How would you handle this…

  • Spectator
    Claire Stam on #145981

    Recently had a bride tell me she thought her rehearsal dinner was included in the original price of the venue and discovered it was not – she asked me if I would be willing to give her a discount due to the sudden unexpected costs she had. (I wanted to ask if she had already asked her florist, seamstress, etc.) I told her with the music I had purchased (special requests) for her ceremony, the amount of time I had already practiced, etc. I would not be able to – I told her this because she had already paid the deposit and knew she would not look elsewhere this late in the game. What would have been a good way to say “no” to someone who had not yet officially hired me or paid a deposit?

    Member
    robin roys on #145982

    Did she pull that scam on the LIMO company, I wonder? That is just down right RUDE.

    I think you handled it very well.

    There’s really no winning with so many of these brides that want something for nothing. Seems like they always pick on the musicians.

    It’s discouraging. I see so many vendors doing unprofessional things at weddings such as decorating while guests are being seated, photographers that leave their stuff all over the place, sloppy catering and DJ’s doing sound checks while the harp is playing.

    Then there’s the harpist, who CARES about their music, who purchased an expensive instrument and a vehicle, spent years studying, arrived early to tune, etc., etc….WHY short change us????

    Best wishes.
    Robin Roys

    Member
    tony-morosco on #145983

    The same basic thing. The amount of time you would have to prepare, any special requests you would have to accommodate. Not to mention that you still have your travel time, hauling a harp and equipment, set up, break down, and actual performing, your price is your price.

    Really, the idea that they made a mistake budgeting so YOU should get paid less is pretty outrageous.

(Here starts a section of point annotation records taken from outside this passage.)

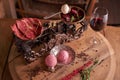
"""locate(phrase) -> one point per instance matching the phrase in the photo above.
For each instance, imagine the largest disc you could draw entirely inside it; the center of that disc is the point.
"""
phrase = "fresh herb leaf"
(85, 74)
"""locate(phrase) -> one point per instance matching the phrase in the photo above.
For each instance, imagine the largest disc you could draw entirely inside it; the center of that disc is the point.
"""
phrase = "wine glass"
(98, 21)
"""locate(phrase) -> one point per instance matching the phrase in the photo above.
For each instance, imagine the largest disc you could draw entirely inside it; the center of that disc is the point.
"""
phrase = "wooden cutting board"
(38, 71)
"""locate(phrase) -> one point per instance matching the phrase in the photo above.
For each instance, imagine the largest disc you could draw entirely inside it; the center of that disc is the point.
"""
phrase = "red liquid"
(97, 24)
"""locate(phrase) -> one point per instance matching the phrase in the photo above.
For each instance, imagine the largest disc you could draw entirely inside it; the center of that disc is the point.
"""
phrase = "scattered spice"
(85, 74)
(75, 72)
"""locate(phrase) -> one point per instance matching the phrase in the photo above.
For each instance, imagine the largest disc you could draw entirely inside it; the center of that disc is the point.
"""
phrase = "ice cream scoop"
(65, 9)
(51, 61)
(63, 56)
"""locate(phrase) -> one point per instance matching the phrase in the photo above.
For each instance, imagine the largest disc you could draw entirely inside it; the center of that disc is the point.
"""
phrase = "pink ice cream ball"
(63, 56)
(51, 60)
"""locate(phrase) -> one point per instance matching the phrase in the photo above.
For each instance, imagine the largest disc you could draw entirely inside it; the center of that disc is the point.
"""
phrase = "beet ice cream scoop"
(63, 56)
(51, 61)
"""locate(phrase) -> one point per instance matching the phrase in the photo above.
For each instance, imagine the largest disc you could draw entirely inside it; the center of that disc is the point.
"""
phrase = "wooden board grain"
(22, 71)
(6, 37)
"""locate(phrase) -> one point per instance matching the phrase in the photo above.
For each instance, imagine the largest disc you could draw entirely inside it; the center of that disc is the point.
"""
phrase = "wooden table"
(111, 33)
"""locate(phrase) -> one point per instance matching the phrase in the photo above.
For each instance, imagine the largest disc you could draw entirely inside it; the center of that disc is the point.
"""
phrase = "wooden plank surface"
(19, 69)
(5, 42)
(112, 33)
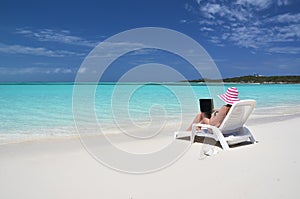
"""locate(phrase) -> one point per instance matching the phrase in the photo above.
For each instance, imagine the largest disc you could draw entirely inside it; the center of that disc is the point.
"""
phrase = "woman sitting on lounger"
(218, 115)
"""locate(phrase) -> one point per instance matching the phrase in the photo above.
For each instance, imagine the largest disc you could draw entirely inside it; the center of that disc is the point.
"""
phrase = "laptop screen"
(206, 105)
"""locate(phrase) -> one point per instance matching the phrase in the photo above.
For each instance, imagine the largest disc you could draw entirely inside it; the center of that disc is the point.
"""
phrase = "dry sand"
(62, 168)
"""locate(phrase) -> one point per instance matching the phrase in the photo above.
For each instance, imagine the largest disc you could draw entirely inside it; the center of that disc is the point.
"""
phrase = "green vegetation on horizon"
(257, 79)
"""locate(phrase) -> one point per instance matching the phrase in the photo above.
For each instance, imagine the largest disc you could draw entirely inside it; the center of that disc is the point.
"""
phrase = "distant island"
(257, 79)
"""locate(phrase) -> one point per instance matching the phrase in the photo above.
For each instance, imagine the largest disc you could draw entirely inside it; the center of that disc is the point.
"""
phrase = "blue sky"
(48, 40)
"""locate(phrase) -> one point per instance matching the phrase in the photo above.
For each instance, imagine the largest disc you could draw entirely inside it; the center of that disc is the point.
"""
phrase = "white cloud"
(61, 36)
(285, 18)
(36, 51)
(248, 23)
(33, 70)
(258, 4)
(285, 50)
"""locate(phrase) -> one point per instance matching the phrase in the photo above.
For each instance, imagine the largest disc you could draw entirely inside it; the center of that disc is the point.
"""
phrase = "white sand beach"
(62, 168)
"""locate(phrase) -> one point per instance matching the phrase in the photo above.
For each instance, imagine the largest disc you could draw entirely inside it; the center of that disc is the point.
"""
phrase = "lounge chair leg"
(221, 138)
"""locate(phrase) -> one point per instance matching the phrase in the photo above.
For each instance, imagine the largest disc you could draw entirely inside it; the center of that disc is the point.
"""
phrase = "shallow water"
(30, 110)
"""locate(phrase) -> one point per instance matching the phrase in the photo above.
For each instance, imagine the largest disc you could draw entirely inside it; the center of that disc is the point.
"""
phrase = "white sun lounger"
(231, 131)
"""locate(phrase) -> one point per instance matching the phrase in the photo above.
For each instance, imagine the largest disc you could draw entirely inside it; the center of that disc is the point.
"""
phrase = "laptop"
(206, 106)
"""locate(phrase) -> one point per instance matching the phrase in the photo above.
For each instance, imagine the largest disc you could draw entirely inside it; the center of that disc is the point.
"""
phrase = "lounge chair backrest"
(237, 116)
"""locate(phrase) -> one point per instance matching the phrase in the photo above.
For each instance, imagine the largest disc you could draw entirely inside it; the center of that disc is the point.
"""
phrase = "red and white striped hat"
(231, 96)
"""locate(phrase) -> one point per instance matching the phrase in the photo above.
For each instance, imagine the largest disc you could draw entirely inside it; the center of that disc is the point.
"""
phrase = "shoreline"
(64, 169)
(255, 119)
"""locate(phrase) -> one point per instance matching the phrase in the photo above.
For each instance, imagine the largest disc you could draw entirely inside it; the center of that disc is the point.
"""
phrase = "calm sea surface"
(29, 110)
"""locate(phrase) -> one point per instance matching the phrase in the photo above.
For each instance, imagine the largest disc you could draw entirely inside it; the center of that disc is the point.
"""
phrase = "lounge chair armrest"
(194, 126)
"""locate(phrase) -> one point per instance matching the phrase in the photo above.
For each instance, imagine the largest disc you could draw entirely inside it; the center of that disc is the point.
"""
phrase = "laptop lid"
(206, 105)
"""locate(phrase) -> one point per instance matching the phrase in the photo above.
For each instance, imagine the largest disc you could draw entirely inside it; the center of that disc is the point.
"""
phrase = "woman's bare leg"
(198, 119)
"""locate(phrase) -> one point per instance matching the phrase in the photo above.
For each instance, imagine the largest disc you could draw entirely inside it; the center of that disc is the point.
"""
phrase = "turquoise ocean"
(42, 110)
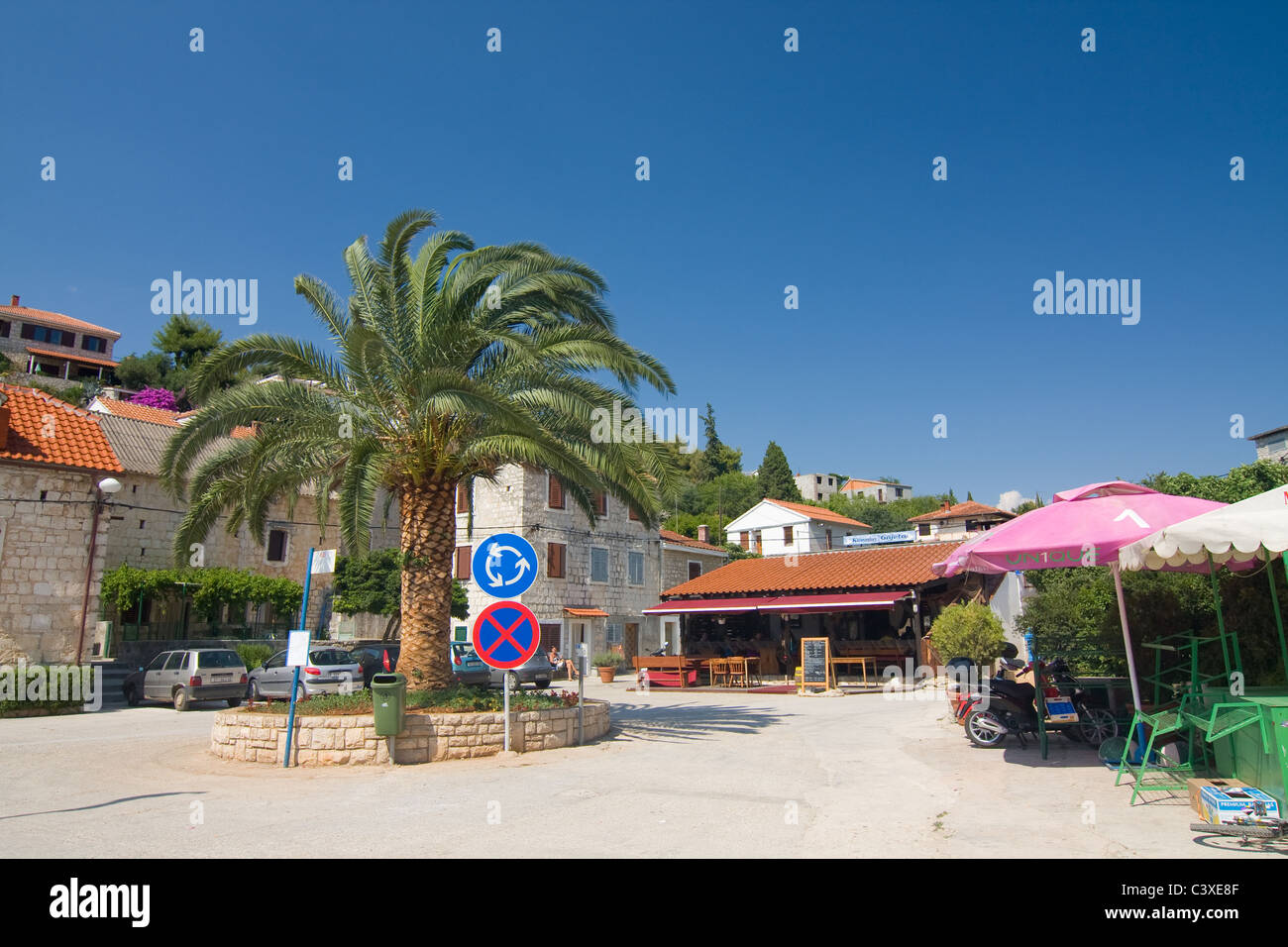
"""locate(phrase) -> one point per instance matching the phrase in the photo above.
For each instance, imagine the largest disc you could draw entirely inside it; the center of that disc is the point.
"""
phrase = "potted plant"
(606, 667)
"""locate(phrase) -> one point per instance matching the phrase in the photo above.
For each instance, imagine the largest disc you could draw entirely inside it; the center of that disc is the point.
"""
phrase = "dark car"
(377, 659)
(183, 677)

If there is a dispute about price with the venue that is between her and the venue, not you. Why would your price be any more negotiable than the venue’s?

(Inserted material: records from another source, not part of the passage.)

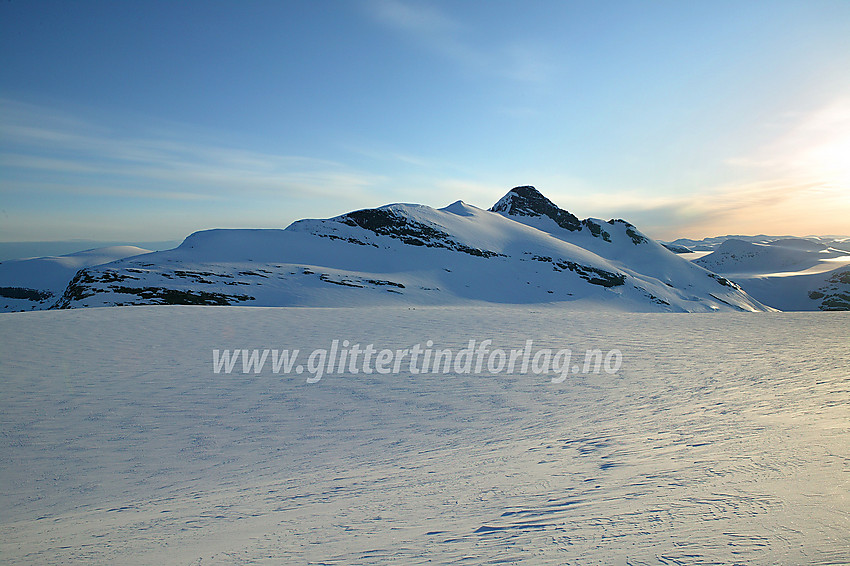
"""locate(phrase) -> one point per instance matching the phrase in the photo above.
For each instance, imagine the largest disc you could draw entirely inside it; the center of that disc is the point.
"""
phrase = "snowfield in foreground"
(723, 438)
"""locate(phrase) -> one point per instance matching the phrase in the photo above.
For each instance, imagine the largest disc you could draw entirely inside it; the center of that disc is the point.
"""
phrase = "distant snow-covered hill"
(523, 250)
(685, 245)
(36, 283)
(787, 274)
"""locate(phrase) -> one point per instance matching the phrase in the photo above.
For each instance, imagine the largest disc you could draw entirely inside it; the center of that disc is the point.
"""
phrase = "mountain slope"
(416, 255)
(36, 283)
(788, 274)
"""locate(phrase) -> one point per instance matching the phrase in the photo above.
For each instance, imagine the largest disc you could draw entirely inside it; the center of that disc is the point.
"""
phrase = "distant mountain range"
(523, 250)
(787, 273)
(685, 245)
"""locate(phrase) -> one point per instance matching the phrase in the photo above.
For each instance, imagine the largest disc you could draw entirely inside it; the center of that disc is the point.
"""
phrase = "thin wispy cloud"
(38, 147)
(441, 33)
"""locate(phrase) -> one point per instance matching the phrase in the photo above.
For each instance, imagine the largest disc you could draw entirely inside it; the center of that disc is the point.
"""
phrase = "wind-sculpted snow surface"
(722, 439)
(416, 255)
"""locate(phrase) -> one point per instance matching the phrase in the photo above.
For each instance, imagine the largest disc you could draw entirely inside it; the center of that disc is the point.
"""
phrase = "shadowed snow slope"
(525, 250)
(722, 439)
(787, 274)
(36, 283)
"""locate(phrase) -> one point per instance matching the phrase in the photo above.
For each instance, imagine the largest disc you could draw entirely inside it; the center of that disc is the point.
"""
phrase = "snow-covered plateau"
(721, 439)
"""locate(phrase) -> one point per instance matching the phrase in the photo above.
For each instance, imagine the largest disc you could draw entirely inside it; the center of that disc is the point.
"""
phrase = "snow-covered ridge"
(524, 250)
(787, 273)
(36, 283)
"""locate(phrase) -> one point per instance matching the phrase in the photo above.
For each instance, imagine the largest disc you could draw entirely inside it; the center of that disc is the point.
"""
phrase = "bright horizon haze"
(143, 121)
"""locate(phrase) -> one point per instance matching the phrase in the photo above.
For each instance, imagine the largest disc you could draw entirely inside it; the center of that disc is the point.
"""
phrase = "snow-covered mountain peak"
(528, 201)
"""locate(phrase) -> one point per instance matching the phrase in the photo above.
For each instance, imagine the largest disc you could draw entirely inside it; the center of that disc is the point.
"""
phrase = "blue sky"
(149, 120)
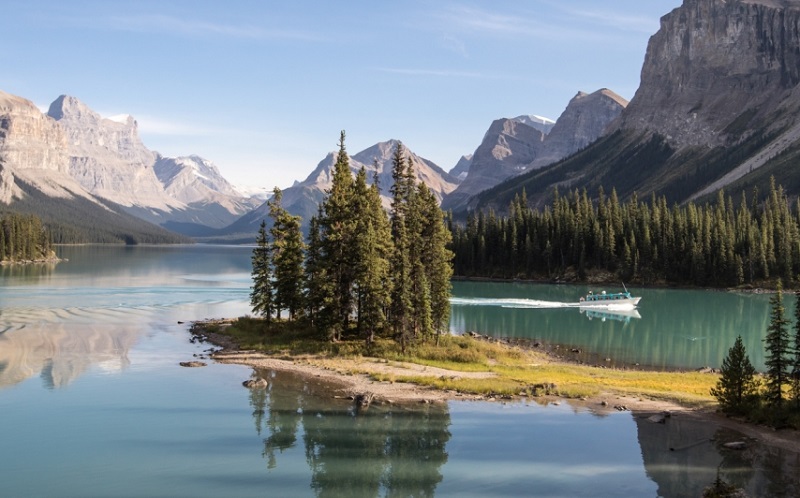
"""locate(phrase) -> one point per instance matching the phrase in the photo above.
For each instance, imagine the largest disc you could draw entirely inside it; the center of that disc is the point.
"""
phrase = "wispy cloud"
(480, 20)
(455, 45)
(438, 73)
(188, 27)
(611, 19)
(155, 125)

    If there were no contract signed yet I would hope that would still have time to find another job for that weekend, and that you weren’t holding that time without a commitment from them until very soon before the event. So it would mean you having to find something else for that day, but better that than getting a reputation as the wedding harpist willing to lower a fee at the first push.

    I’m not going to say you should never lower a price. There may be times when it is a reasonable thing to do. But a bride expecting you to lower your price because they miss budgeted? No. And in this case, after you have an agreement and contract? Insane that they even asked in my opinion.